By the Revd Dr Phillip Tolliday
I really enjoyed this article about the Word of God and Human Presumption. The words ‘Penned,’ and ‘Pinned’ function as the negative pole to the ‘Freedom of God’s Word to Speak,’ and the ‘Dialectic of the Canon,’ respectively. Although I appreciated these oppositional headings from a stylistic viewpoint I was left wondering whether the nature of the interaction was sometimes a bit stark. For example, the first opposition between ‘Scripture Penned vs. the Freedom of God’s Word to Speak,’ suggests a model of ‘penning?!’ that virtually equates with scribes taking dictation. Perhaps some do believe that’s the way things happened but others, such as Barth, take the ‘penned’ with all due seriousness. The Bible, he says, is ‘always there as a sign, as a human and temporal word—and therefore also as a word which is conditioned and limited.’(CD I/2, 507). At the same time he can write, as you point out, that the Bible becomes the Word of God as it is recollected and expected by us in faith. Given that these two emphases are found in Barth it seems to me unnecessary to opt for such a mechanical interpretation as divine dictation. I think you are right however, to point out a tension between the facticity of the text and the freedom of God’s Word. This has raised the suspicion of some evangelicals that Barth is far from being an ally to their interpretation of Biblical authority. Faced with an alternative between claiming that the Bible is the Word of God on the one hand, and the sovereignty and freedom of God on the other, we might consider the following from Barth. ‘That the Bible is the Word of God cannot mean that with other attributes the Bible has the attribute of being the Word of God. To say that would be to violate the Word of God which is God Himself – to violate the freedom and the sovereignty of God. God is not an attribute of something else, even if this something else is the Bible…The statement that the Bible is the Word of God cannot therefore say that the Word of God is tied to the Bible. On the contrary, what it must say is that the Bible is tied to the word of God.’(CD I/2, 513). All this is by way of suggesting that you can get a stimulating interaction between these two poles without opting for what might be seen as an overly naïve approach to Scripture.

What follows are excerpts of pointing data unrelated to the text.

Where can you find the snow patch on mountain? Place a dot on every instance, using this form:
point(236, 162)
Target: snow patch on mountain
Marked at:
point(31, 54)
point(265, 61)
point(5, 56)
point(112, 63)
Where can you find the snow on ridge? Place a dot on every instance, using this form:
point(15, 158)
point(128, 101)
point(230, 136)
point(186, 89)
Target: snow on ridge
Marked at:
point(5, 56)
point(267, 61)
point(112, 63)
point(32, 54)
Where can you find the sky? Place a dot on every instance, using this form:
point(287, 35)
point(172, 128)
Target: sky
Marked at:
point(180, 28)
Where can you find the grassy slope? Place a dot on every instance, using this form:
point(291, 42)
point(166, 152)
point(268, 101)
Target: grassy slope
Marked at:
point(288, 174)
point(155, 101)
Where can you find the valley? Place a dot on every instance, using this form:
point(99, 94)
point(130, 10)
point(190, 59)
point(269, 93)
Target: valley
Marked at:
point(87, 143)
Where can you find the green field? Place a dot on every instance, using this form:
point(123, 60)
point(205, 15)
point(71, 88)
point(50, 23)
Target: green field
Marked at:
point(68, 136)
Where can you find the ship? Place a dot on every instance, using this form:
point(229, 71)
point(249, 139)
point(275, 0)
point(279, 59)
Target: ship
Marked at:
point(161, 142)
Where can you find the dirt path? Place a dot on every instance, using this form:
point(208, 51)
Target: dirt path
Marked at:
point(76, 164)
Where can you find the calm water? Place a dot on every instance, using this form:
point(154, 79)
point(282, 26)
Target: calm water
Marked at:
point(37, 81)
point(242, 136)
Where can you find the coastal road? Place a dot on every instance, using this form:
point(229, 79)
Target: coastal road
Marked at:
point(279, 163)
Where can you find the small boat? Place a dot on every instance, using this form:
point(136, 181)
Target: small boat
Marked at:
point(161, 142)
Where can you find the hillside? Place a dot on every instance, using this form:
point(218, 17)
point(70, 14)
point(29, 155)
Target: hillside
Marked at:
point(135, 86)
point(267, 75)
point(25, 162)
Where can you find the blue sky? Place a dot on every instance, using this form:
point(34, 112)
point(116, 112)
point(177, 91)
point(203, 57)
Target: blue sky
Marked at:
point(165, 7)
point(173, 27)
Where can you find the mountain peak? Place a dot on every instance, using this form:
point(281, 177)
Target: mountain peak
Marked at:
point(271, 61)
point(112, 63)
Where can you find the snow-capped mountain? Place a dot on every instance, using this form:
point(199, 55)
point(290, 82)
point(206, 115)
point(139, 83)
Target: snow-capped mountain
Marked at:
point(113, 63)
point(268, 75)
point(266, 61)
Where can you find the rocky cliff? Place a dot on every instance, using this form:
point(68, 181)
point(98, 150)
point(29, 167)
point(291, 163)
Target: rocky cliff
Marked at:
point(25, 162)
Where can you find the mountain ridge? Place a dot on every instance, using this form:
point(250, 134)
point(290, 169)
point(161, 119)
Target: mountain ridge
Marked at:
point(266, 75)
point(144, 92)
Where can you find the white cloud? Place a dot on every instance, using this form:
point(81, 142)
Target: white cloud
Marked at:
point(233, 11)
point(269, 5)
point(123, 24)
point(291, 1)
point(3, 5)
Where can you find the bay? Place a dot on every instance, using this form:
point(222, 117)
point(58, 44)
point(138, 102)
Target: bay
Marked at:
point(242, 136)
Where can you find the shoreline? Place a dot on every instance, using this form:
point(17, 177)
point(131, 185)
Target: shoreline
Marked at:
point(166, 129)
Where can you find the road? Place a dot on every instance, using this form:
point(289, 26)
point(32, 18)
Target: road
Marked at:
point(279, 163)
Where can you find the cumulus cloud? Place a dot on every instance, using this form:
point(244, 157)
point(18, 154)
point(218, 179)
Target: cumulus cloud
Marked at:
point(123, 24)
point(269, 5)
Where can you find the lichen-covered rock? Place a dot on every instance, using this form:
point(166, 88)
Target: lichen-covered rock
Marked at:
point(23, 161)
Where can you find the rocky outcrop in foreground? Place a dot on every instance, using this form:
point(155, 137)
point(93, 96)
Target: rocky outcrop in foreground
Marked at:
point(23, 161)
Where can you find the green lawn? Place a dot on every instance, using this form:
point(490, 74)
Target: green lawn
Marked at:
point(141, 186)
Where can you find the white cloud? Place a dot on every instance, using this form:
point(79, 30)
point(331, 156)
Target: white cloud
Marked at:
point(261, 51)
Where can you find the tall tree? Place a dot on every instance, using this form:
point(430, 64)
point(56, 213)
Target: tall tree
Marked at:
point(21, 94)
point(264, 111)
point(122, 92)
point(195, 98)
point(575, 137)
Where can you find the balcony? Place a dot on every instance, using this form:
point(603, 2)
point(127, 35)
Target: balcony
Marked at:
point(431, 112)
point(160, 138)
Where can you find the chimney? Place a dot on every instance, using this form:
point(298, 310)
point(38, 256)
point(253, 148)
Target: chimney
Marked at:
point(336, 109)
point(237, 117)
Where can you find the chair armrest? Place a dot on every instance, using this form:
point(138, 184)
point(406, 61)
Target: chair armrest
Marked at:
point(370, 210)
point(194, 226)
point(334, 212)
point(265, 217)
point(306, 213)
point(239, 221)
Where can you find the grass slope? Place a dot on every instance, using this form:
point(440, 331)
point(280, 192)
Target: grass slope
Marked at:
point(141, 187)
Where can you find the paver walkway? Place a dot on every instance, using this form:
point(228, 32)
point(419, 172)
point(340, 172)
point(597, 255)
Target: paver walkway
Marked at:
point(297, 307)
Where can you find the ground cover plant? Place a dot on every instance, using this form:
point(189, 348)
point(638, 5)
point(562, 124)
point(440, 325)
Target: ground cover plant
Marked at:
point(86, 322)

In your second section ‘Scripture Pinned vs. the Dialectic of the Canon,’ I’m wholly in agreement with your claim about the ‘plain sense’ and ‘consensual reading’ in their singular form. Their singularity is, I think, their particularity to a place and time, but it cannot be justified as a singularity across all places and times. I have a question in terms of the canon: what is the relationship between the internal difference that legitimize diversity and the unity which legitimizes dialogue? It seems that you might incline toward diversity and if so, then can you explain what sets bounds for the diversity or ‘countervoices?’ I guess I’m asking whether you think the canon is flexible or fixed, and if flexible, then how pliable? To mis-apply some words from Hans Frei, ‘Does it stretch or will it break?’
Thanks Barb. It provides a lot of food for thought.